In this blog, I will share my experience in using a machine learning model (based on YOLO) that detects and classifies galaxies from public datasets from the Sloan Digital Sky Survey (SDSS) and Galaxy Zoo while taking CS 188: Deep Learning for Computer Vision at UCLA.

  1. Introduction

  2. Data Exploration

    1. SDSS

    2. Galaxy Zoo

    3. SDSS Data

  3. YOLO

  4. Training

    1. Training Results
  5. YOLO Detections with Pretrained Weights

  6. Limitations, Possible Improvements

  7. Discussion

Galaxy Detection

1. Introduction

Astronomical datasets are constantly increasing in size and complexity. The modern generation of integral field units (IFUs) are generating about 60 GB of data per night while imaging instruments are generating 300 GB of data per night. In particular, the James Webb Space Telescope produces and transmits about 57 GB of data using the Deep Space Network (DSN) and the Large Synoptic Survey Telescope (LSST, now called Vera C. Rubin Observatory) which is under construction in Chile expected to start full operations in 2024. With a wide 9.6 square degree field of view 3.2 Gigapixel camera, LSST will generate about 20 TB of data per night (González et al). Although these astronomical data include a lot more information than intensities measured with specific filters (igr band filters, RBVRI broadband filters), as the size of data produced everyday is increasing over time, deep learning algorithms in computer vision may help researchers to identify key targets to perform more in-depth, conventional analyses.

2. Data Exploration

2-1. SDSS

The Sloan Digital Sky Survey (SDSS), is a massive astronomical survey which was conducted from 2000 to 2008 which collected more than 3 million astronomical objects (stars, galaxies, and quasars) from over 35% of the sky with a 2.5 meter telescope at Apache Point Observatory in New Mexico, United States.
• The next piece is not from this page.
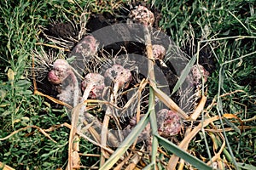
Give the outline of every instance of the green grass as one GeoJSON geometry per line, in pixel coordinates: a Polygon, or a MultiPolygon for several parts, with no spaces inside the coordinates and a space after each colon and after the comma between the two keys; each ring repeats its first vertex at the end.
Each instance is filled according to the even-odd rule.
{"type": "MultiPolygon", "coordinates": [[[[78,21],[84,8],[96,13],[113,12],[112,7],[115,4],[108,2],[98,5],[96,1],[73,2],[75,1],[0,2],[0,138],[26,126],[47,129],[53,125],[69,122],[64,110],[53,109],[44,98],[32,94],[28,67],[32,65],[32,52],[38,48],[35,45],[38,42],[38,26],[47,26],[49,19],[65,21],[68,18],[78,21]]],[[[255,2],[153,2],[162,14],[160,27],[178,46],[183,47],[189,40],[195,38],[195,45],[197,42],[207,43],[216,60],[216,69],[208,82],[208,98],[215,98],[217,102],[208,114],[213,116],[231,113],[241,120],[255,116],[255,2]],[[242,37],[238,38],[238,36],[242,37]],[[220,97],[234,91],[237,93],[220,97]]],[[[228,144],[221,158],[228,160],[232,166],[233,158],[240,163],[238,167],[241,163],[256,166],[256,121],[244,122],[243,131],[237,128],[240,123],[236,119],[232,119],[235,122],[222,121],[216,122],[219,128],[224,126],[234,130],[225,132],[228,144]]],[[[57,144],[35,128],[20,131],[8,139],[0,140],[0,162],[17,169],[65,168],[69,129],[60,128],[48,133],[57,144]]],[[[203,156],[207,160],[210,154],[214,155],[207,131],[205,134],[196,135],[189,149],[197,157],[203,156]]],[[[96,146],[84,139],[81,150],[82,153],[99,152],[96,146]]],[[[82,157],[82,164],[88,166],[96,160],[82,157]]]]}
Some of the most important discoveries from the SDSS are 1) discovering and characterizing dark energy, 2) understanding the large-scale structure of the Universe through the distribution of galaxies and the presence of cosmic voids, clusters, and filaments.

2-2. Galaxy Zoo

https://www.kaggle.com/competitions/galaxy-zoo-the-galaxy-challenge/data

The Galaxy Zoo (Lintott et al) is one of the most successful citizen project in astronomy, where hundreds of thousands of volunteers classified images of nearly 900,000 galaxies obtained from the SDSS survey by answering questions about their characteristics (Figure 1)

DT

[Figure 1] Decision Tree used to classify galaxies in Galaxy Zoo project.


2-2-1. Labels

  • Each galaxy has a matching entry in a separate csv file where each column value represents the ratio of how volunteers (Galaxy Zoo) responded to questions to the decision tree (Figure 1).
index GalaxyID Class1.1 Class1.2 Class1.3 Class2.1 Class2.2 Class3.1 Class3.2 Class4.1 Class4.2
0 100008 0.383147 0.616853 0.0 0.0 0.616853 0.038452149 0.578400851 0.418397819 0.198455181
1 100023 0.327001 0.663777 0.009222 0.031178269 0.632598731 0.467369636 0.165229095 0.591327989 0.041270741
2 100053 0.765717 0.177352 0.056931 0.0 0.177352 0.0 0.177352 0.0 0.177352
3 100078 0.693377 0.238564 0.068059 0.0 0.238564 0.109493481 0.129070519 0.189098232 0.049465768
4 100090 0.933839 0.0 0.066161 0.0 0.0 0.0 0.0 0.0 0.0
Class5.1 Class5.2 Class5.3 Class5.4 Class6.1 Class6.2 Class7.1 Class7.2 Class7.3 Class8.1
0.0 0.104752126 0.512100874 0.0 0.054453 0.945547 0.201462524 0.181684476 0.0 0.0
0.0 0.236781072 0.160940708 0.23487695 0.189149 0.810851 0.0 0.135081824 0.191919176 0.0
0.0 0.11778975 0.05956225 0.0 0.0 1.0 0.0 0.74186415 0.02385285 0.0
0.0 0.0 0.113284024 0.125279976 0.320398 0.679602 0.408599439 0.284777561 0.0 0.0
0.0 0.0 0.0 0.0 0.029383 0.970617 0.494587282 0.439251718 0.0 0.0

[Table 1] Examples of how volunteers classified Galaxies for GalaxyZoo Project.


2-2-2. Galaxy Images

Some of the images in the dataset look like the figure below.

OG

[Figure 2] Galaxies in the Galaxy Zoo Dataset. Each image is labeled with its Galaxy-ID and Galaxy type classified by the volunteers

2-3. SDSS Data

Instead of using cropped images of single galaxies shown above, González et al. used a Python astroquery package to fetch about 20000 field images in FITS format (each with multiple galaxies per single image) from the SDSS database. However, the images fetched from the SDSS are not in a normal RGB format (YOLO method is designed to work with 3-channel color images). Instead, we have access to multiple images of the same field taken with different optical filters. Here, González et al. used three images, each taken with g, r, i band filters. (g-band filter transmits light in the green portion of the spectrum; 400-550 nm, r-band filter transmits light in the red portion of the spectrum; 550-700 nm, and i-band filter transmits light in the near-infrared portion of the spectrum; 700-850 nm). Below are the screenshots of the three FITS images of the same field loaded onto SAOImage DS9, a popular astronomical viewer and analysis tool.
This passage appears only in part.